Die Landesinitiative Elektromobilität III

Grafik zeigt Ziele des Verkehrsministerium für die Verkehrswende. Bis 2030 soll eine Verdopplung des öffentlichen Verkehrs erreicht sein, jedes zweite Auto klimaneutral fahren, ein Fünftel weniger Kfz-Verkehr in Stadt und Land unterwegs sein, jede zweite Tonne klimaneutral fahren, jeder zweite Weg selbstaktiv zu Fuß oder mit dem Rad zurückgelegt werden.

Von Mitte 2017 bis Ende 2021 läuft die Landesinitiative Elektromobilität III mit dem Ziel, Baden-Württemberg innerhalb Deutschlands zum Zentrum der Entwicklung und Produktion sowie zum Leitmarkt im Bereich der E-Mobilität zu machen.

Die Initiative investiert rd. 126 Mio. Euro in zahlreiche Maßnahmen zur Förderung der Elektromobilität, wie z.B. die zahlreichen Förderprogramme oder den Ausbau der Ladeinfrastruktur.

„Die Verkehrswende ist ein wichtiger und notwendiger Bestandteil der Energiewende. Nur wenn der Einstieg in eine emissionsfreie Mobilität gelingt, sind auch die Klimaziele von Paris erreichbar. Deshalb baut das Land die Förderung der Elektromobilität und der dazu notwendigen Ladeinfrastruktur weiter aus“, erklärte Verkehrsminister Winfried Hermann. 

Baden-Württemberg hat sich zum Ziel gesetzt bis 2030 eine Reduzierung der CO2-Emissionen von 40 Prozent im Vergleich zu 1990 zu erreichen.
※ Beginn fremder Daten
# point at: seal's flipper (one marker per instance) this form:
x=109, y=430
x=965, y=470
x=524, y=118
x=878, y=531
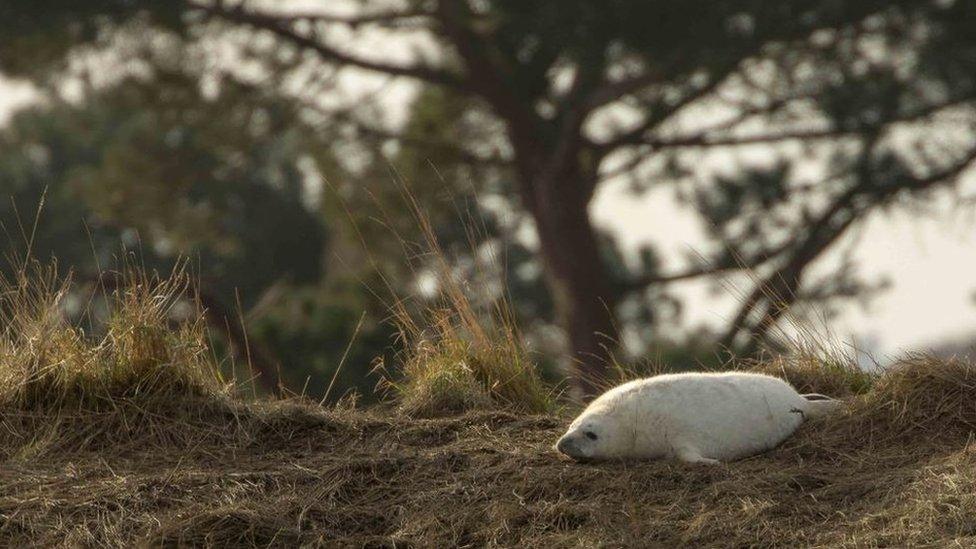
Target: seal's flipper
x=688, y=454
Zur Erreichung der Klimaschutzziele im Verkehrssektor soll bis 2030 jeder dritte Pkw klimaneutral fahren – das sind rund 2 Millionen E-Fahrzeuge und entspricht 20 Prozent des Bundesziels von etwa 10 Millionen E-Pkw in 2030.

Weitere Mobilitätsziele sind, dass im Jahr 2030 ein Drittel weniger Kfz-Verkehr in den Städten verkehrt, jedes dritte Auto klimaneutral fährt, und jede dritte Tonne klimaneutral transportiert wird.